Com a sua impopularidade pessoal a agravar os profundos problemas enfrentados pelo seu governo, Justin Trudeau anunciou que se vai demitir do cargo de primeiro-ministro e líder do Partido Liberal. No entanto, embora a imagem de Trudeau e a sua política duvidosamente progressista tenham perdido o seu atrativo, é altamente improvável que os liberais recuperem o apoio simplesmente atirando-o borda fora.

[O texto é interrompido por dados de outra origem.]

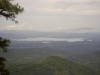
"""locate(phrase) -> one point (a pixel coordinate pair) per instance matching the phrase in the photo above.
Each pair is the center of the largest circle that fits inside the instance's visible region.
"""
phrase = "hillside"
(52, 65)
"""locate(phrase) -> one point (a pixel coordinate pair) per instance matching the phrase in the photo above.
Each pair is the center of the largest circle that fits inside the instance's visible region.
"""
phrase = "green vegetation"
(10, 10)
(52, 65)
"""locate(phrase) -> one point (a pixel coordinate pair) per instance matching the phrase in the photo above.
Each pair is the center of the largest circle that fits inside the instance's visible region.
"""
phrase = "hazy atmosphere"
(57, 16)
(52, 37)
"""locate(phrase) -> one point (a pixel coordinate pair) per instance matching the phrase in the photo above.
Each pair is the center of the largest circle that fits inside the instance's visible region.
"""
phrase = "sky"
(56, 16)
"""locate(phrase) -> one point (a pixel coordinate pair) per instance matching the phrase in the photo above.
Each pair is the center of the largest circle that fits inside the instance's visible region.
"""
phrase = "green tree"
(9, 10)
(4, 43)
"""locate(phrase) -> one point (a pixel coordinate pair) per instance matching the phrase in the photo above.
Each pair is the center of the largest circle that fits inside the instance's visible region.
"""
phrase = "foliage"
(4, 43)
(10, 10)
(52, 65)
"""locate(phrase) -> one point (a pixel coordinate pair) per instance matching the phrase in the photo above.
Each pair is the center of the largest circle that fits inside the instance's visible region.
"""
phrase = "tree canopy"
(9, 10)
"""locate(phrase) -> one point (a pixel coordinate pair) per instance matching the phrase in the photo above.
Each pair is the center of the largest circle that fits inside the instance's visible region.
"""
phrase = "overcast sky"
(57, 16)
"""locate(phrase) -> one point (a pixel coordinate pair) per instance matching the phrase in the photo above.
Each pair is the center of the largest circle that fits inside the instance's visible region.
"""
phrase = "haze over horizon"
(57, 16)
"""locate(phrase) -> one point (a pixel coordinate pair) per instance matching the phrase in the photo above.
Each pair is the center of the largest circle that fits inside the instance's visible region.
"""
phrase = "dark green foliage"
(4, 43)
(52, 65)
(9, 10)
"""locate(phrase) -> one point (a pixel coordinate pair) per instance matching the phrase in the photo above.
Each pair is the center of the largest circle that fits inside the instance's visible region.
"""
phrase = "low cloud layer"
(57, 15)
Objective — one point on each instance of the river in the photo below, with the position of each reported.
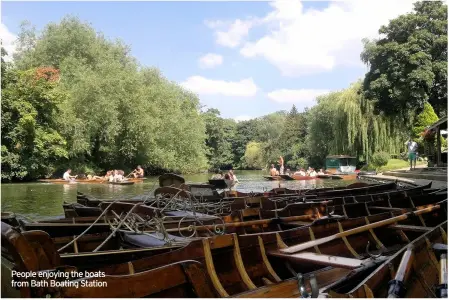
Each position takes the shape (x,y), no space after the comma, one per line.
(41,200)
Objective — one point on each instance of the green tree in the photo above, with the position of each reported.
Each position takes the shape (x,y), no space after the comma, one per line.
(31,144)
(117,113)
(220,134)
(425,118)
(408,66)
(291,140)
(253,156)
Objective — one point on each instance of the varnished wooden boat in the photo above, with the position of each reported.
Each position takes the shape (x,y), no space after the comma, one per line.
(274,202)
(418,270)
(297,177)
(241,213)
(240,265)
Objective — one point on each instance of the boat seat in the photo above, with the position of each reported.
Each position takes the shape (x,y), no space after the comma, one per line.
(179,213)
(146,241)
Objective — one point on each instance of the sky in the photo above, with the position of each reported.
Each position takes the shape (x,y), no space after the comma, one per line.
(246,59)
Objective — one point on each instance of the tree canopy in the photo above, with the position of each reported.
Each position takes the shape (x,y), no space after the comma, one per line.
(73,98)
(408,65)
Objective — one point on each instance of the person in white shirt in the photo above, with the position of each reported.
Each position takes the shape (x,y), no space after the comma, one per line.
(412,148)
(281,164)
(117,176)
(232,176)
(67,176)
(300,172)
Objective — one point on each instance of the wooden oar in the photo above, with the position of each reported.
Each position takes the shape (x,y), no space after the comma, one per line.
(307,245)
(396,287)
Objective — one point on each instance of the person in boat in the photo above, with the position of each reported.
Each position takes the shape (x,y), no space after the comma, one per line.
(117,176)
(217,175)
(309,169)
(412,148)
(300,172)
(111,176)
(138,172)
(67,176)
(232,176)
(281,165)
(273,171)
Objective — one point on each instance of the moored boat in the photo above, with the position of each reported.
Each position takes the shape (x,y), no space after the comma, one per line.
(231,265)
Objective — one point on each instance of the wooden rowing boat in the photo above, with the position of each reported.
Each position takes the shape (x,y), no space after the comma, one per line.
(231,265)
(266,203)
(242,213)
(273,178)
(372,280)
(418,270)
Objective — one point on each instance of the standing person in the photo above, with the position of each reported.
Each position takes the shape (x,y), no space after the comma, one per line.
(67,176)
(273,170)
(281,163)
(412,146)
(138,172)
(217,175)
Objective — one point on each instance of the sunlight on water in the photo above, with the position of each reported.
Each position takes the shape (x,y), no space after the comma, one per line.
(39,200)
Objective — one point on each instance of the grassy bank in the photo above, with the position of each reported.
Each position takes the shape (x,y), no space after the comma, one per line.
(393,164)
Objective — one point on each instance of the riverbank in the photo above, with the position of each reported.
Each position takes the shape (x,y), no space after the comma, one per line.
(420,176)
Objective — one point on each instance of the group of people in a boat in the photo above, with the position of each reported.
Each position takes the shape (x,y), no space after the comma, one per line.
(299,172)
(111,176)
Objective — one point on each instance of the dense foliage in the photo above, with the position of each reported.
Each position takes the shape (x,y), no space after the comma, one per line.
(72,98)
(380,159)
(408,65)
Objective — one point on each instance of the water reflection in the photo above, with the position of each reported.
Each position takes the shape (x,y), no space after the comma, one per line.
(38,200)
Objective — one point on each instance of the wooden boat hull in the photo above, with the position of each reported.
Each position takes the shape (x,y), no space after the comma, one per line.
(421,276)
(273,178)
(236,265)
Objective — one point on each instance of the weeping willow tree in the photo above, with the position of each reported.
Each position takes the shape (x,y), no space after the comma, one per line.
(347,123)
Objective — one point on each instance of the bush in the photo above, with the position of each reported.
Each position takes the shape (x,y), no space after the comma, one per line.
(380,159)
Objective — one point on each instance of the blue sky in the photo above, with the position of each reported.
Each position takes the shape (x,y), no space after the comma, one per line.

Quando assumiram o poder em 2015, com Trudeau como líder, os liberais gozavam de grande popularidade, mas esta rapidamente se transformou num longo processo de declínio da credibilidade. Atualmente, não dispõem de uma maioria parlamentar e tiveram de contar com o apoio do Novo Partido Democrático (NDP) para se manterem no poder.

“Batalhas internas”

Quando se apresentou em frente à sua residência oficial em Otava, a 6 de janeiro, e anunciou a sua decisão, Trudeau teve de reconhecer as divisões no seio das fileiras liberais que estiveram na base da sua partida. Referiu que tinha sido forçado a “travar batalhas internas” e sugeriu que estas tinham criado uma situação em que “não posso ser a melhor opção” para liderar os liberais numa nova eleição. Com base nisto, Trudeau partirá quando se realizar uma disputa de liderança “robusta” e “a nível nacional”.

Há muito tempo que se ouvem queixas nas fileiras liberais, mas os recentes desenvolvimentos tornaram as fraquezas da liderança de Trudeau incrivelmente evidentes. Enquanto Donald Trump se prepara para regressar à Casa Branca, tem feito declarações loucas, sugerindo que a expansão territorial pode fazer parte do objetivo de “tornar a América grande de novo”. Entre elas, a sugestão de que o Canadá poderia tornar-se um Estado americano e, com base em afirmações de que a fronteira do país com os EUA é insegura, ameaçou impor uma tarifa de 25% sobre os produtos canadianos. Dado o vasto volume de comércio entre os dois países, esta não é uma questão de somenos importância.

Por entre alegações de que Trudeau não estava a responder eficazmente a estas ameaças, estalou uma guerra no seio da liderança liberal. A vice-líder e ministra das finanças, Chrystia Freeland, demitiu-se ruidosamente do governo quando Trudeau tentou transferi-la para outro ministério. De imediato, emitiu uma carta em que o acusava de “artifícios políticos dispendiosos” no domínio da economia e sugeria que estava “em desacordo” com ele quanto à forma de lidar com Trump.

Por esta altura, o movimento para destituir Trudeau tinha atingido níveis sérios e, como noticiou a CBC, pelo menos “duas dúzias de deputados individuais e várias bancadas regionais – incluindo o Canadá Atlântico, o Quebeque e Ontário – pediam a sua demissão desde antes da paragem parlamentar das férias”. Após um processo de reflexão adequado, Trudeau decidiu que a sua demissão era a única alternativa a uma rebelião aberta e a níveis impossíveis de discórdia.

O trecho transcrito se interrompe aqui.